While I was travelling in one such local, I saw one lady reprimanding another for carrying some documents in a plastic bag, which she might have come into possession after shopping at a cloth store. Until recently, we all carried such bags, didn’t we?
In her defence, the other lady said it was not this type of bags that are banned, but plain polythene bags that are used to buy groceries . Their argument continued for some time before both of them alighted at the next station.
While I was not carrying any plastic bag, their argument also made me confused. Being a journalist I had the privilege of calling the BrihanMumbai Municipal Corporation (BMC) officer and seek clarification. I go the list of items which were banned and allowed from him.
Going by the BMC’s list all types of plastic carry bags irrespective of shape, size with or without handles are banned. So yes, the bag that lady was carrying fell under the banned category.
The confusion about what is banned and what is allowed is felt among the shopkeepers and hotel owners as well.
I met a
farsan store owner in Goregoan East who was quite tensed post the ban. Most of the snacks in his shop were packed in the transparent plastic bags which are now banned by the government.
“In our shop 50% products are packed in plastic packets. This is done to keep them crunchy and fresh. We can’t use eco-friendly products as that will make our food items go soft, nobody will buy them then. Brown paper bags are not just expensive but also not hygienic”, he said.

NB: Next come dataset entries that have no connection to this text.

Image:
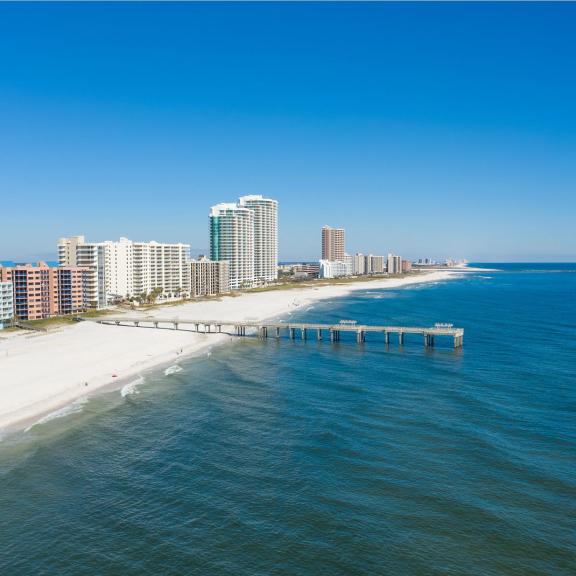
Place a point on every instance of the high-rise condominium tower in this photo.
(332, 243)
(265, 236)
(232, 239)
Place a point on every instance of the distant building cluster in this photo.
(336, 262)
(243, 239)
(96, 275)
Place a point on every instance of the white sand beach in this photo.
(40, 373)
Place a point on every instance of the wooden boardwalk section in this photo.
(292, 330)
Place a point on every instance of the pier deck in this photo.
(275, 329)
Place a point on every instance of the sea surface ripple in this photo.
(310, 458)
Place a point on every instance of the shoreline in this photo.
(44, 373)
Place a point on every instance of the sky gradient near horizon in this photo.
(441, 130)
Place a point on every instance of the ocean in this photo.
(318, 459)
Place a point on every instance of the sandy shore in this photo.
(40, 373)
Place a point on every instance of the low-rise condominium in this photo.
(6, 304)
(42, 291)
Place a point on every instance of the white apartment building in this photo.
(124, 268)
(377, 264)
(265, 236)
(394, 264)
(163, 266)
(333, 269)
(358, 264)
(6, 303)
(232, 239)
(333, 246)
(209, 277)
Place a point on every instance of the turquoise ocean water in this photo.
(307, 458)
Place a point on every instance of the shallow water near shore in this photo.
(311, 458)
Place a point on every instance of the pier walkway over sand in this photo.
(291, 329)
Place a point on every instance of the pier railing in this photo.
(293, 330)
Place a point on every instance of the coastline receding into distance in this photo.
(42, 373)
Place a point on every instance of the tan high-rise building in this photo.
(42, 291)
(209, 277)
(332, 243)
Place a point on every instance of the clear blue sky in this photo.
(423, 129)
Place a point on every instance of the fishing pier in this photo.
(293, 330)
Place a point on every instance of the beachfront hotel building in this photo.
(334, 269)
(394, 264)
(246, 235)
(6, 304)
(333, 247)
(265, 236)
(209, 277)
(42, 291)
(161, 266)
(232, 239)
(123, 269)
(375, 264)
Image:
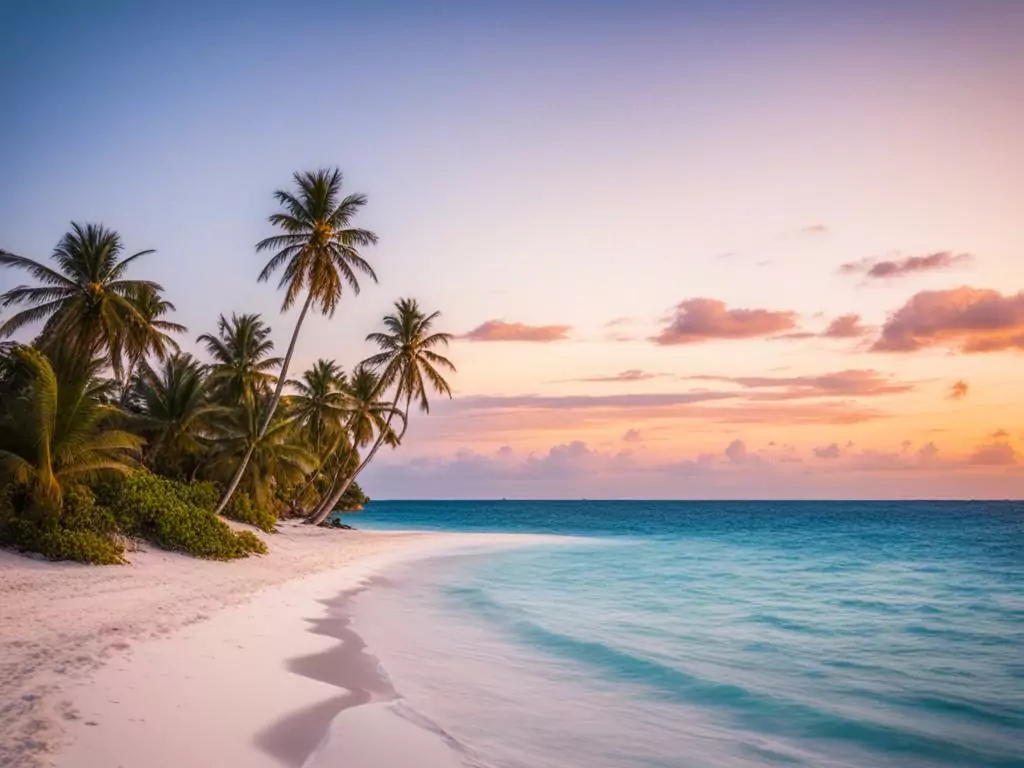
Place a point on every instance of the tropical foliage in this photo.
(110, 432)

When I pointed out that the government had given everybody 3 months to prepare for this ban he said, “In these 3 months we were not able to come out with any alternative."

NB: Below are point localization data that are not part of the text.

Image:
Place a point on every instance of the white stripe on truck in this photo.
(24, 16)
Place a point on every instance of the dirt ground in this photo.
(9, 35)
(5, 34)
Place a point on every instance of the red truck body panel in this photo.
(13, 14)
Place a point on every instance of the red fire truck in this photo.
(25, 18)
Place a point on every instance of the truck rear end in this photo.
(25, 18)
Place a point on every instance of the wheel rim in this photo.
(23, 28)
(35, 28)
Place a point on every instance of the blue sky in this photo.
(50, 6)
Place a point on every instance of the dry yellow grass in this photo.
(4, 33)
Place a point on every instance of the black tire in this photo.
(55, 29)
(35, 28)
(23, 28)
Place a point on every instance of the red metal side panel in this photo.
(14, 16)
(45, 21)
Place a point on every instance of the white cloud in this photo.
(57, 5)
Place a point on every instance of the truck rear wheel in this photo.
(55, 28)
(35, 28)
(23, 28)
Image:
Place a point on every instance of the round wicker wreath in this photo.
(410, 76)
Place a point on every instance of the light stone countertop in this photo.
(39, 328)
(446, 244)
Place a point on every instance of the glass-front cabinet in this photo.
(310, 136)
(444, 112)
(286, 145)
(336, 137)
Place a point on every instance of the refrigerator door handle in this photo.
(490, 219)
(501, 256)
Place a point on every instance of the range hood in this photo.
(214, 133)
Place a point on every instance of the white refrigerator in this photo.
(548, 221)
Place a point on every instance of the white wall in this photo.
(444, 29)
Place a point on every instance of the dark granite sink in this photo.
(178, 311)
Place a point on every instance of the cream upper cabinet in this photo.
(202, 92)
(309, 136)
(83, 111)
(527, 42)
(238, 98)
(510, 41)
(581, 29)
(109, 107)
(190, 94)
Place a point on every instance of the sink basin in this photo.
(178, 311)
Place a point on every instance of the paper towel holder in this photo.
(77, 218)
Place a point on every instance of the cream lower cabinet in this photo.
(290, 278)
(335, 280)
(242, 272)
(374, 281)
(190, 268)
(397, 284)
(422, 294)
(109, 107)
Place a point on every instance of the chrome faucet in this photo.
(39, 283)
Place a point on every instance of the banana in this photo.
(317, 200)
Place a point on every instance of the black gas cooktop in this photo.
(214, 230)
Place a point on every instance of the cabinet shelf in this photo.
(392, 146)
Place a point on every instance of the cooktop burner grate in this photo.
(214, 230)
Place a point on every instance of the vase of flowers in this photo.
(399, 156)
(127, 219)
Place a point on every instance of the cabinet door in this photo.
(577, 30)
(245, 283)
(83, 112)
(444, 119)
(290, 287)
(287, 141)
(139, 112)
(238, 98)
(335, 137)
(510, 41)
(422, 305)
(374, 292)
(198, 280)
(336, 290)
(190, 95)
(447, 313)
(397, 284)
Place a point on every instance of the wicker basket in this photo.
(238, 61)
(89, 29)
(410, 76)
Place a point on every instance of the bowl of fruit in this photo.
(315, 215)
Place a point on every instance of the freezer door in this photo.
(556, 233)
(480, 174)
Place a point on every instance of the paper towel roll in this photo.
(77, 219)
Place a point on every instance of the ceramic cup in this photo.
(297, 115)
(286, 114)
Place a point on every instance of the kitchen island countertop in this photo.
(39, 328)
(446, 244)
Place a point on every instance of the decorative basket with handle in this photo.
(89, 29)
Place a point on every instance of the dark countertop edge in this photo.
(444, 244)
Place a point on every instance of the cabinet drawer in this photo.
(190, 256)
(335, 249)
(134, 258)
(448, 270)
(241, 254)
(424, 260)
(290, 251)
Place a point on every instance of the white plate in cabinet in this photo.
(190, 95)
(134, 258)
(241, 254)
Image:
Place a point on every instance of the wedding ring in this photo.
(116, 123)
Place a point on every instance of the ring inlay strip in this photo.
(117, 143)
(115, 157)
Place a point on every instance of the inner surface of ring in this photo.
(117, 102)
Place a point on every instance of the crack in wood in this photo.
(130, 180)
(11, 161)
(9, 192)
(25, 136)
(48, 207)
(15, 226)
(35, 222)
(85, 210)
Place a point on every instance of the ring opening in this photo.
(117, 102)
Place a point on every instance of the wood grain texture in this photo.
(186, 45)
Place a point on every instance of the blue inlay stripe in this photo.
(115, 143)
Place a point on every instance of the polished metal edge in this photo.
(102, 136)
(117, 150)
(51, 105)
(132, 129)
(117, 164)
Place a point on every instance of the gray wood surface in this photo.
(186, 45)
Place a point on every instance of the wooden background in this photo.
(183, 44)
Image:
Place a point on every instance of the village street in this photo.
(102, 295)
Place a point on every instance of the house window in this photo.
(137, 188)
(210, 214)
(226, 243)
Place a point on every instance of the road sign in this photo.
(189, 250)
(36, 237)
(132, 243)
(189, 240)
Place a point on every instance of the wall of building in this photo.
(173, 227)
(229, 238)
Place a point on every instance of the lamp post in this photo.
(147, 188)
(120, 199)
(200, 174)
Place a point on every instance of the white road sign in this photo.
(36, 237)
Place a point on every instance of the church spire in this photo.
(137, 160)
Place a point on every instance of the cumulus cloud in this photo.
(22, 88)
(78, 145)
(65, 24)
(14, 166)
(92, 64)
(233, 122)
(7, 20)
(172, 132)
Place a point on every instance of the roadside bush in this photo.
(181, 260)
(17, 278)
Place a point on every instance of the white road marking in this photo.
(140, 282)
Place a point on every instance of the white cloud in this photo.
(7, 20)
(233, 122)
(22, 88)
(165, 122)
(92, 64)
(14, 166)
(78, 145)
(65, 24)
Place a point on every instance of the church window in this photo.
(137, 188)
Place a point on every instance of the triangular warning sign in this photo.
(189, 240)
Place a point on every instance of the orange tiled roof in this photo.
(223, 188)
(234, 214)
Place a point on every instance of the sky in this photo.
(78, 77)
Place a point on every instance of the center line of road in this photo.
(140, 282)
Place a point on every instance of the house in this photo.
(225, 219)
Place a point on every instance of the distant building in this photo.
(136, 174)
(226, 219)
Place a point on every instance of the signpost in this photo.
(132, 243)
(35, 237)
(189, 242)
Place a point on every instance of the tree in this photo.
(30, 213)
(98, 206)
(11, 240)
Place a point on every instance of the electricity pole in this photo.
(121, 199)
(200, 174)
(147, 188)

Restaurant owners are also facing a similar problem. Prakash Gowda who is a manager at a fast-food restaurant in Mumbai, told me since the ban there is a 60% drop in their take away food parcels. “After the ban, we are forced to pack the food in lightweight aluminium foil containers but they are not very feasible during monsoons. We don’t know how to pack liquid items such as sambar and chutney."
"The customers are not happy with the food that is being delivered to them and that’s is why they aren’t ordering. We are not against the plastic ban but government should give us some other pocket-friendly alternative,” he added.
The section that has taken the biggest hit is the plastic manufacturers. According to them almost 3 lakh people are put out of jobs directly and indirectly it would impact more than a million people.
“We have requested the government that current regulation of 50 microns be in place since the alternatives are not good for the environment. We need at least 7 years’ time to phase out this product”, said Neemit Punamiya, General Secretary, Plastic Bag Manufacturers Association of India.
He also said the state government has deputed an expert committee of which he was a part and lot of recommendations of that committee have gone to the Empowerment Committee chaired by Ramdas Kadam, State Environment Minister and hope that a lot of products may be removed from the ban.Meanwhile, the third day of the plastic ban, along with torrential rains, have left the citizens even more confused.